Caprylhydroxamic Acid MASK: Glycerin

TL;DR. This ingredient is primarily used as a preservative booster and chelating agent, especially in water-based formulas where it helps support broad-spectrum preservation. It is particularly valued for improving fungal control and binding metal ions that can destabilize a formula.

What does Caprylhydroxamic Acid MASK: Glycerin do in a cosmetic formula?

This ingredient is primarily used as a preservative booster and chelating agent, especially in water-based formulas where it helps support broad-spectrum preservation. It is particularly valued for improving fungal control and binding metal ions that can destabilize a formula.

Is Caprylhydroxamic Acid MASK: Glycerin clean?

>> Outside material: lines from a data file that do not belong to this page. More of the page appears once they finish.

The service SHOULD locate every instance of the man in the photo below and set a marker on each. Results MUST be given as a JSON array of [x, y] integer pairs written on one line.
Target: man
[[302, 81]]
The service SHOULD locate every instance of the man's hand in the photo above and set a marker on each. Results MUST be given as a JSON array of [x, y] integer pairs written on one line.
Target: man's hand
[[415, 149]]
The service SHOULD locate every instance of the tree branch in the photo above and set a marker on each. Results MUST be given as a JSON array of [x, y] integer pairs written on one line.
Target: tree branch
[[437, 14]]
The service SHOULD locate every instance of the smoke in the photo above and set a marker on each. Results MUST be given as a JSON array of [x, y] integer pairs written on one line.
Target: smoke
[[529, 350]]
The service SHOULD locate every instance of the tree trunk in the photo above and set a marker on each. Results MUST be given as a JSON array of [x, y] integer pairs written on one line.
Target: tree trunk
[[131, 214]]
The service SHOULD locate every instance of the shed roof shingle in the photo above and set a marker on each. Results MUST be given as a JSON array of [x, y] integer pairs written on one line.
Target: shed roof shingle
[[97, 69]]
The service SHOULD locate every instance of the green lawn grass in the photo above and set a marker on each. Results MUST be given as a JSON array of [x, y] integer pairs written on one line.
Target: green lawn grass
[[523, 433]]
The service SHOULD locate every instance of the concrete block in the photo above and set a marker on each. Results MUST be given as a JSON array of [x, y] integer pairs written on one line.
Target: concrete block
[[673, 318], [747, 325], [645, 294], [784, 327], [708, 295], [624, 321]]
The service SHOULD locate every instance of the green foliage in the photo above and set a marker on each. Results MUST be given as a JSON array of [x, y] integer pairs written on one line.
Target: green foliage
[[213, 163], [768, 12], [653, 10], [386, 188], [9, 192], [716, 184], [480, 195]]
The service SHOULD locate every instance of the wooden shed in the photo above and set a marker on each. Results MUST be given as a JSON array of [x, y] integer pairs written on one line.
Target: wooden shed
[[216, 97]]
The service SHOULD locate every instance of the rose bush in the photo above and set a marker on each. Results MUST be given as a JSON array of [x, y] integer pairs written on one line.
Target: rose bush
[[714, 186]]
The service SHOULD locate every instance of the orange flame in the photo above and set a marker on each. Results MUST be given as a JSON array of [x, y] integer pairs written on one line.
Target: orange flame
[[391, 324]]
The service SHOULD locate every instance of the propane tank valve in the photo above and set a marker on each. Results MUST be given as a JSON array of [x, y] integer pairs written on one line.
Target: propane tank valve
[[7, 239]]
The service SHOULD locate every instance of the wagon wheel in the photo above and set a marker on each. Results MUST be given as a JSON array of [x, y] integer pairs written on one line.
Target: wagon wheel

From a clean-beauty perspective, this ingredient is generally accepted as a lower-sensitization alternative to some conventional preservative systems, but it still carries some standards friction because it is a synthetic specialty preservative aid. It is typically well tolerated at normal use levels, with irritation risk mainly tied to concentration and overall formula design.

Is Caprylhydroxamic Acid MASK: Glycerin sustainable?

This material is usually made from a fatty-acid-derived carbon chain combined with synthetic nitrogen chemistry, so its sustainability profile depends on feedstock sourcing and manufacturing controls. It is not known for major persistence or bioaccumulation concerns, but it is less straightforward than simple plant oils, sugars, or mineral ingredients.

Is Caprylhydroxamic Acid MASK: Glycerin COSMOS-approved?

This ingredient has partial COSMOS alignment rather than a universally simple pass, since acceptance depends on supplier documentation, origin, and manufacturing route. From a Green Chemistry lens, the fatty chain can be renewable, but the synthetic conversion steps and preservative function make it more compromised than readily biodegradable, minimally processed naturals.

How does Caprylhydroxamic Acid MASK: Glycerin work chemically?

The molecule is an eight-carbon fatty hydroxamic acid, which gives it both lipophilic character and strong metal-binding ability. It is commonly used at low levels in mildly acidic to neutral systems, often around 0.1% to 0.3%, and is frequently paired with glycols, diols, or other preservation boosters for broader coverage.